Russell Moore noted on this controvery,

by the standards of this controversy, no Muslim imam or Orthodox Jewish rabbi alive can pray at a presidential inauguration.

When it is now impossible for one who holds to the catholic Christian view of marriage and the gospel to pray at a public event, we now have a de facto established state church. Just as the pre-constitutional Anglican and congregational churches required a license to preach in order to exclude Baptists, the new state church requires a “license” of embracing sexual liberation in all its forms.

Archbishop Chaput of Philadelphia said in the last year that evil preaches tolerance until it is dominant and then it tries to silence good. Louie Giglio was going to say the inaugural benediction, which would cause the media to highlight the horror of slavery that still goes on in this nation. But in the name of tolerance the secularists have decided we must be intolerant of a commonly held Christian belief and the cause Louie Giglio has worked so hard for these last twenty years will not get the attention it deserves lest some get offended by real Christianity.
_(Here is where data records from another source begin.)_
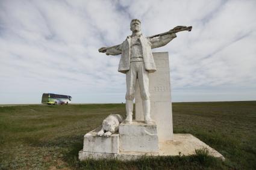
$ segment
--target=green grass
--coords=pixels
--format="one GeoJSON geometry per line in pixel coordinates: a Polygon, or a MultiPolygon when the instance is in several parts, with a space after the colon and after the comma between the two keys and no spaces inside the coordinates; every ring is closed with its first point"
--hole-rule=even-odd
{"type": "Polygon", "coordinates": [[[226,158],[78,160],[83,135],[124,104],[0,107],[0,169],[256,169],[256,102],[173,103],[174,133],[191,133],[226,158]]]}

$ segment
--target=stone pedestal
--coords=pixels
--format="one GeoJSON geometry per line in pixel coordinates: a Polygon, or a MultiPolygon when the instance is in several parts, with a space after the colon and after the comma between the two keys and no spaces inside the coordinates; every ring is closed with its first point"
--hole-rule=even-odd
{"type": "MultiPolygon", "coordinates": [[[[172,112],[168,52],[153,53],[157,71],[149,74],[151,115],[157,125],[159,141],[172,141],[172,112]]],[[[136,120],[144,120],[139,83],[137,82],[136,120]]]]}
{"type": "Polygon", "coordinates": [[[120,151],[122,152],[158,153],[158,138],[155,123],[145,124],[133,121],[119,125],[120,151]]]}
{"type": "Polygon", "coordinates": [[[98,136],[101,126],[89,132],[84,136],[83,151],[89,153],[118,153],[119,152],[119,135],[113,134],[110,137],[98,136]]]}

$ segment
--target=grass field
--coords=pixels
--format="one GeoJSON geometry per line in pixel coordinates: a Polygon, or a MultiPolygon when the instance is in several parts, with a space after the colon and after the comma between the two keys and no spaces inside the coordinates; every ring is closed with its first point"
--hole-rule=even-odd
{"type": "Polygon", "coordinates": [[[256,169],[256,102],[173,103],[174,133],[191,133],[226,158],[80,162],[83,135],[124,104],[0,107],[0,169],[256,169]]]}

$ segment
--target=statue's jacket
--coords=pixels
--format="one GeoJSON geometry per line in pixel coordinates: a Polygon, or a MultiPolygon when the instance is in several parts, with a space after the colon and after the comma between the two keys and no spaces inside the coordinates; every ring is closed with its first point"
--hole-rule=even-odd
{"type": "MultiPolygon", "coordinates": [[[[175,34],[164,35],[152,38],[145,37],[142,34],[140,36],[139,40],[142,46],[143,62],[146,70],[149,73],[154,73],[157,70],[151,49],[163,46],[176,37],[175,34]]],[[[108,48],[106,53],[112,55],[121,54],[118,71],[126,73],[130,70],[131,36],[128,36],[122,44],[108,48]]]]}

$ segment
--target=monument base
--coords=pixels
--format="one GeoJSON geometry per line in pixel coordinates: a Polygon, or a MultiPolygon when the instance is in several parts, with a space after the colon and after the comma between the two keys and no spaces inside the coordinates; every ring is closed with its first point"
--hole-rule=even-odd
{"type": "Polygon", "coordinates": [[[159,153],[145,153],[145,152],[123,152],[118,153],[93,153],[83,151],[79,152],[80,160],[92,158],[101,159],[117,159],[120,160],[135,160],[142,156],[178,156],[180,153],[185,156],[195,154],[195,150],[206,148],[209,150],[210,156],[220,158],[224,160],[223,156],[213,149],[206,144],[200,141],[190,134],[173,134],[173,141],[161,142],[159,143],[159,153]]]}

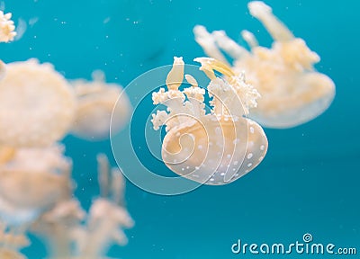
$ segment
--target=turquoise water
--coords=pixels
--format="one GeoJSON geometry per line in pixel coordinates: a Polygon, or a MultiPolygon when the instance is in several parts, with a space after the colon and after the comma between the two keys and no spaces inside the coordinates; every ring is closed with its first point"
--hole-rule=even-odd
{"type": "MultiPolygon", "coordinates": [[[[248,14],[247,1],[0,3],[14,13],[16,23],[22,19],[32,24],[21,40],[0,46],[1,58],[12,62],[37,58],[53,63],[67,78],[90,78],[94,69],[103,69],[109,82],[127,85],[150,68],[171,64],[173,56],[183,56],[193,64],[194,58],[203,55],[194,40],[195,24],[210,31],[226,30],[236,40],[241,30],[248,29],[256,31],[263,45],[271,42],[262,25],[248,14]]],[[[357,247],[360,253],[360,80],[356,76],[360,4],[310,0],[266,3],[321,57],[317,69],[337,85],[331,107],[294,129],[266,129],[269,139],[266,159],[234,183],[164,197],[128,183],[126,201],[136,226],[126,231],[129,244],[112,247],[110,256],[359,258],[358,255],[279,257],[231,253],[231,245],[239,238],[246,243],[287,244],[302,241],[305,233],[316,242],[357,247]]],[[[148,111],[152,108],[149,103],[148,111]]],[[[74,160],[76,194],[87,208],[98,191],[95,155],[111,155],[110,142],[89,143],[73,137],[64,142],[67,155],[74,160]]],[[[127,151],[123,152],[125,157],[127,151]]],[[[24,251],[29,258],[46,255],[35,238],[24,251]]]]}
More from Archbishop Chaput, who has used his position to put a bright spotlight on the secular notions of tolerance in the modern age and its impact on Christianity:

We need to remember that tolerance is not a Christian virtue. Charity, justice, mercy, prudence, honesty — these are Christian virtues. And obviously, in a diverse community, tolerance is an important working principle. But it’s never an end itself. In fact, tolerating grave evil within a society is itself a form of serious evil. Likewise, democratic pluralism does not mean that Catholics should be quiet in public about serious moral issues because of some misguided sense of good manners. A healthy democracy requires vigorous moral debate to survive.

As Louie Giglio said, Christians should not be hostile, they should not hate, they should not judge, and they should not condemn. But they also must not shy away from real Truth and real Christianity. Just because so many have “itching ears” and “will accumulate for themselves teachers to suit their own passions” does not mean Christians should be willing to scratch that itch.

Like it or not, this world will make you choose between it and the next.